慕容妉芯雖比妉塵年長半歲,個頭卻比妉塵還小,明顯比妉塵矮了一截,妉塵將其摟在懷裏,一手輕撫其背撫平慕容妉芯的惶恐不安,在繡樓裏將養了這麽久,還是沒能將慕容妉芯在落水時留下的虧空養迴來。“好了,我答應你就是了。”妉塵還是妥協了,“不過這件事你誰也不能說,走的時候也隻能帶走你的一個貼身丫鬟。”


    妉塵話音剛落,慕容妉芯就迫不及待道:“我知道,我一定會很小心很謹慎,不會讓別人看出端疑的,你自己也要小心些。”


    妉塵點點頭,卻是有些頭疼書房裏的綠梅朱蘭四人。


    慕容妉芯是十分敏感之人,自然感受到了妉塵的為難,追問之下得知原來是為了綠梅四人,便道:“你就是離開京城,總還是要吃飯的,就你這挑剔的嘴,還是帶上綠梅和墨菊罷。綠梅最是細心周到不過,墨菊也是個聰明有見識的,不會給你添麻煩。”


    長清很是認同慕容妉芯的觀點,連連點頭。


    惹得妉塵一笑,“那就這樣罷,朱蘭和紫竹暫時就安排在銅雀樓好了。”


    不過帶綠梅墨菊一道離京一事自然不能明說,妉塵拉著慕容妉芯的手迴到書房,便隻對四人說讓四人一起去銅雀樓做廚娘,但是為了防止她們泄露銅雀樓的菜品秘方,她們的賣身契就不能還給她們了。四人竟是毫不猶豫就將賣身契給了妉塵,眼睛都不帶眨一下的。


    十一月的汴京,菊花殘枝,梅花卻依舊依稀可以看出花骨朵。這樣寒冷的天氣,其實是不適合妉塵出現的,但妉塵認為夜長夢多,趁著鍾離謹還未歸京,她一定得離開了。十一月初八,是黃曆上寫著宜出行的好日子,妉塵也就將這一天定為離開汴京的日子,一切緊鑼密鼓的籌備著。


    十一月初六,弦月如勾,滿天的繁星若隱若現在縹緲的雲紗間,給天地蒙上了神秘又迷幻的色彩。


    妉塵的書房裏,早早就點起了暖爐,暖風醺人,混合著花果的香味。妉塵先是秘密找來了綠梅墨菊,問她們願不願意跟她離開京城去錢塘,兩人自是無不願意,當下就表示妉塵去哪她們就去哪。妉塵吩咐兩人小心行事,不要泄露了她要離京的消息後就讓兩人迴去準備行李了。


    之後便是王寧宇,她要離開前必須安頓好的一個人,這是她對他的承諾。


    在這樣的氣候裏,王寧宇卻還手持折扇,平靜地坐在妉塵麵前,有一下沒一下地搖著折扇,若不是帶著半麵銀麵具,儼然便就是當年風姿綽約、迷倒京城萬千少女的翩翩公子了。


    “想好了嗎?要不要換一張臉,要不要一杯塵緣盡,從此天下之大,隻憑心意而活。
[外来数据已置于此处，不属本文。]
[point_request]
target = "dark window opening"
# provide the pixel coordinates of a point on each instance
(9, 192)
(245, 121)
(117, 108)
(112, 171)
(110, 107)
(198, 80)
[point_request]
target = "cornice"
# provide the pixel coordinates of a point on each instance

”妉塵款款道,似乎說的是一件無足輕重,類似於今天天氣不錯這樣的閑話。


    王寧宇折扇往掌心一敲,唰地收起來,“小姐,你活的,並不比我容易多少,既然你把塵緣盡說的這麽好,你自己為什麽不喝?”


    妉塵一頓,是啊,她也活得這麽不易,為什麽不喝?喝了,她就忘記了這麽多愛,這麽多恨,也忘記了她自己,可是,那她還是她嗎?


    王寧宇眼看著神情變幻莫測的妉塵,臉上露出雲淡風輕的笑,這是看穿了世事和人生的淡薄和寧靜致遠。“能忘記一切固然是一種解脫,但那還是我的人生嗎?午夜夢迴時,難道我就不會質疑自己究竟是誰?過往就算是刀山火海,是難以言說的痛苦,那它也已經成為過去,我沒有必要靠忘記來過新的生活。”


    “既然你想得通,那是最好不過。那就後天,隨我一直出城罷,到時你想去哪裏,閑雲野鶴也好,大隱於市也罷,你自由了。如果你想換張臉,我也……”妉塵還沒說完就被王寧宇打斷。


    “不,我不離開了,也不需要換臉。”王寧宇道。


    妉塵有些驚訝,當初她剛把王寧宇帶離天牢時,王寧宇可是恨不得立刻馬上離開京城,躲得越遠越好,這才短短幾日,怎麽就突然改變主意了?“你想好了?不後悔?”妉塵忍不住再問一次。


    王寧宇:“沒什麽後不後悔的,我隻是突然想通了。王寧宇已經死了,跟王家人一起死的,現在的我是重,是頌月郡主,慕容五小姐的下屬。人有相似,就算我長得像王寧宇,那又有什麽關係?況且小姐再京城的生意還需要人照看,夜究竟還是經曆得太少。再者,綢緞生意是我的心血,能在我手裏重振,我很開心。”


    妉塵淺淺一笑,“那我自是巴不得,有什麽問題盡可以傳信給我,京城的生意就都交給你了。”


    王寧宇站起身,對著妉塵鞠了深深一躬,“些小姐賞識,小姐再造之恩,重沒齒難忘。”


    初七清晨,妉塵難得在冷天起了個大早,還出門去了宮裏。給李清芷帶了不少好藥材,又陪著她講了好一會兒話,卻是一句沒提她要離開的話,若是跟李清芷說了,景武帝便也知道了,慕容執也會知道了,她再想走,就難了,她今日進宮,是跟一個她原以為不會有太多糾葛,卻相識相知,成了關係難以言說的朋友告別的。


    凰梧宮中,參天的梧桐落葉紛紛,隻剩下枯黃的樹幹和縱橫交錯的樹枝錯落在半空中,將蔚藍的天際劃分成若幹大小不一形狀不一的小方格。妉塵漫步在滿地幹枯的落葉裏,小小的人,寶藍色的錦袍,在這般暗淡的季節裏,在這樣幽冷的樹林裏,卻是格外醒目,以至於坐在廊下的傅紂一抬眼,就透過層層樹木,看到了妉塵含笑向他走來,就跟九天仙女從天際走下一般,動人心弦。


    “你怎麽來了?”傅紂從藤椅上站起來,迴以同樣宛然的一笑。


    妉塵的一句話八個字卻將這樣的美景擊的粉碎:“我是來與你辭別的。”


    傅紂連站都還未站直,就僵住了,眼睛直勾勾地盯著妉塵,直到妉塵走到他麵前,陽光直接照射到妉塵的臉頰上,長長的睫毛在眼下投下淡淡的剪影,額頭細碎的毛發泛著金色,看上去毛茸茸的可愛。